Public Lands Keep Producing Jobs During Energy Slump

As the political season heads into its home stretch this year, the push to sell off our public lands is likely to get hotter than ever. But two recent national stories contain all the ammunition sportsmen need to mount a winning defense.

The Wyoming story is being echoed in every fossil-fuel producing state. From Alaska to Louisiana the crash in oil prices has led to tens of thousands of layoffs, capped wells, mothballed drilling rigs, and huge budget deficits.

I’m using Wyoming as an example because it typifies how the public-land battle has evolved across the West. Like many of its neighbors, this state is home to vast expanses of property jointly owned by all Americans that has long been managed for the optimal use of its many renewable resources.

These included timber, livestock grazing, and the whole list of outdoors spots, including hunting and fishing. The practice made economic sense: As long as the habitat base remained healthy, it would continue to supply the jobs and incomes produced by those industries.

But as the price of oil started to rise toward $100 per barrel a few years ago, a big push began to ignore those permanent jobs for the temporary but much bigger payoff of energy production.

Records show that since 2010, the energy and natural resource industries pumped $435 million into the coffers of congressional candidates.

At about the same time congressmen from those states began their demands that we turn over our lands to the states.

They pointed to the fracking booms making millionaires out of farmers across the country and said concerns for fish and wildlife, hunting and fishing, backpacking and camping were chump change standing in the way of making their states untold billions.

They demanded regulations be pared back, they got energy production a higher priority than wildlife and environmental concerns, and they pushed for blanket leasing and development that would rip up migration corridors and spoil pristine recreational habitat.

They actually got a lot of that accomplished – all while claiming they did it to “make America energy independent.”

Then the price of oil went from $100 to about $30. Suddenly, no one was singing “God Bless America” anymore. The rigs wells were being capped. The bars were being closed. And the unemployment lines were growing.

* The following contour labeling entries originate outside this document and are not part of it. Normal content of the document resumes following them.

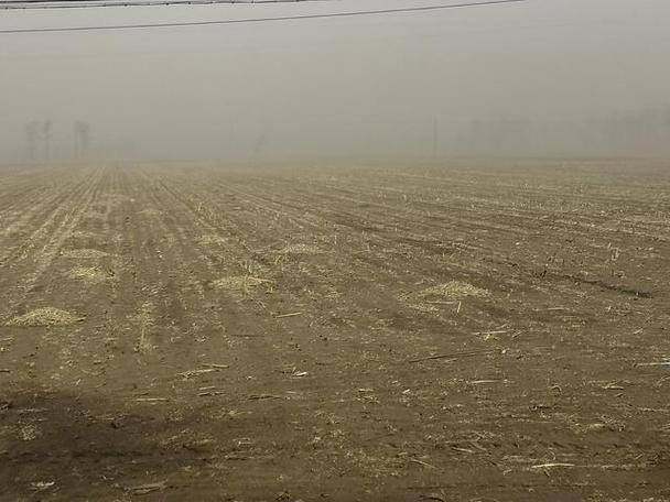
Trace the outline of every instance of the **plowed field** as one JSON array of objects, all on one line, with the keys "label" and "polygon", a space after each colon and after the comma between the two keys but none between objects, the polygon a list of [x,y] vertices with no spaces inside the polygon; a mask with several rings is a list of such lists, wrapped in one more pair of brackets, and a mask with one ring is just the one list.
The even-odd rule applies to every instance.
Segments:
[{"label": "plowed field", "polygon": [[670,500],[670,166],[0,170],[0,500]]}]

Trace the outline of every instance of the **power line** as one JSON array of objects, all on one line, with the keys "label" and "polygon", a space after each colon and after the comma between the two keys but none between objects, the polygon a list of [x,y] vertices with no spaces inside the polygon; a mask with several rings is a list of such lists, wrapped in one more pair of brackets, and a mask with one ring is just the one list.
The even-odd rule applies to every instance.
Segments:
[{"label": "power line", "polygon": [[99,7],[212,6],[221,3],[253,6],[259,3],[313,3],[322,1],[336,2],[339,0],[0,0],[0,10],[90,9]]},{"label": "power line", "polygon": [[183,28],[183,26],[208,26],[214,24],[247,24],[262,22],[282,22],[282,21],[301,21],[310,19],[326,19],[326,18],[353,18],[357,15],[381,15],[397,14],[409,12],[426,12],[446,9],[464,9],[468,7],[487,7],[509,3],[521,3],[528,0],[488,0],[467,3],[451,3],[441,6],[423,6],[423,7],[406,7],[397,9],[378,9],[368,11],[347,11],[347,12],[331,12],[325,14],[302,14],[302,15],[282,15],[277,18],[245,18],[245,19],[226,19],[218,21],[186,21],[172,23],[142,23],[142,24],[108,24],[108,25],[88,25],[88,26],[64,26],[64,28],[29,28],[0,30],[0,34],[15,33],[57,33],[57,32],[84,32],[84,31],[112,31],[112,30],[143,30],[152,28]]}]

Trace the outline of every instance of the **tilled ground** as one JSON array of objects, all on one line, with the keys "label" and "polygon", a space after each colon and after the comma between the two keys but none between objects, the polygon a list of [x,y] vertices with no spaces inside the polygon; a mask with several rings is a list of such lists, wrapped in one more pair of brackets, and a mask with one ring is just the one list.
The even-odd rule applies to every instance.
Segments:
[{"label": "tilled ground", "polygon": [[670,500],[670,166],[0,171],[0,499]]}]

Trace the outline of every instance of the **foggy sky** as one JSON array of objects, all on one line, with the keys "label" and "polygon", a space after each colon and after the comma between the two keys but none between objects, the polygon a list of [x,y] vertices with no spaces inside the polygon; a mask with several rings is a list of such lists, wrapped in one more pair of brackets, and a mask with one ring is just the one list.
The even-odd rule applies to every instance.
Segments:
[{"label": "foggy sky", "polygon": [[[455,2],[455,0],[454,0]],[[0,29],[441,3],[0,11]],[[670,2],[529,0],[411,14],[0,34],[0,162],[25,124],[91,155],[252,159],[670,154]],[[436,148],[435,148],[436,139]],[[436,150],[436,151],[434,151]]]}]

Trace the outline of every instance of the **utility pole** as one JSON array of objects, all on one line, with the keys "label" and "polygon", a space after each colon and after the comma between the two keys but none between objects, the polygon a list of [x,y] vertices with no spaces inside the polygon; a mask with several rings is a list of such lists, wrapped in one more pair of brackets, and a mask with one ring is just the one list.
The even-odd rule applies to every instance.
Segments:
[{"label": "utility pole", "polygon": [[433,159],[437,159],[437,143],[440,137],[440,123],[437,118],[433,119]]}]

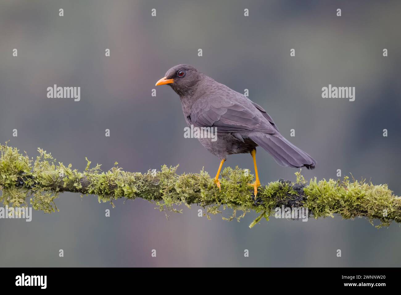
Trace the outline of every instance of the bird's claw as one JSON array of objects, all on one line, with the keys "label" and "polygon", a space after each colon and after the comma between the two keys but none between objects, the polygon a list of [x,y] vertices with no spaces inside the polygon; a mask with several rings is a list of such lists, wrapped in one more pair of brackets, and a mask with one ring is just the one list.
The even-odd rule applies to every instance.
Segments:
[{"label": "bird's claw", "polygon": [[219,181],[218,179],[215,179],[213,181],[216,183],[216,185],[217,186],[217,187],[219,188],[219,190],[220,191],[221,191],[221,185],[220,184],[220,182]]},{"label": "bird's claw", "polygon": [[247,183],[249,186],[253,187],[253,194],[255,195],[255,199],[256,200],[256,195],[257,194],[257,188],[260,186],[260,183],[255,181],[253,183]]}]

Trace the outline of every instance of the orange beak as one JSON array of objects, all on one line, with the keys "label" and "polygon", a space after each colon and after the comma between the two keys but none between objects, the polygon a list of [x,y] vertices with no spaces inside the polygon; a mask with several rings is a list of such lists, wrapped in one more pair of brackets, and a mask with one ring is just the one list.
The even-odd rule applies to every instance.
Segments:
[{"label": "orange beak", "polygon": [[171,84],[171,83],[174,83],[174,79],[166,79],[166,77],[165,77],[164,78],[162,78],[162,79],[158,81],[157,83],[156,83],[156,86],[165,85],[166,84]]}]

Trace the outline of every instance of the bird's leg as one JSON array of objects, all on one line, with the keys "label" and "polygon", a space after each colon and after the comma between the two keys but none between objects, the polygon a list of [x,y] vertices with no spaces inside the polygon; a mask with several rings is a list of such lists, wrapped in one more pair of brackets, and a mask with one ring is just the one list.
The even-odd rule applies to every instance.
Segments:
[{"label": "bird's leg", "polygon": [[259,175],[257,174],[257,167],[256,166],[256,149],[254,149],[251,152],[251,155],[253,159],[253,166],[255,166],[255,177],[256,179],[253,183],[248,183],[248,185],[253,187],[253,194],[255,195],[255,199],[256,199],[256,195],[257,194],[257,188],[260,186],[260,181],[259,181]]},{"label": "bird's leg", "polygon": [[219,188],[219,190],[221,191],[221,186],[220,185],[220,182],[219,181],[219,176],[220,175],[220,171],[221,171],[221,167],[223,167],[223,163],[225,161],[225,159],[223,159],[220,162],[220,165],[219,167],[219,170],[217,170],[217,174],[216,175],[216,177],[215,177],[215,179],[213,181],[217,186],[217,187]]}]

Meanwhile, the public property that was still intact keeps producing deer, elk, trout and waterfowl, continues to attract people who spend tens of thousands each year on outdoor gear, including guns, cameras, tents, backpacks and binoculars.

In other words, while yet another boom in an extractive industry has gone bust, companies that depend on a healthy landscape remains strong providing not only recreation, but also jobs and taxes.

That’s the value of that Wyoming headline. And anyone who knows much about Wyoming knows this is about the third time they’ve had this boom-bust oil cycle in the last 50 years.

After explaining that one, sportsmen can then use the next headline to remind opponents that the energy industry seldom just “rents” public property, even when the permits are time-limited. When they leave, they often leave a mess behind, a mess that prevents our property from producing those renewable benefits.

So keep those headlines and links handy, as we get closer to November. You’re going to need them.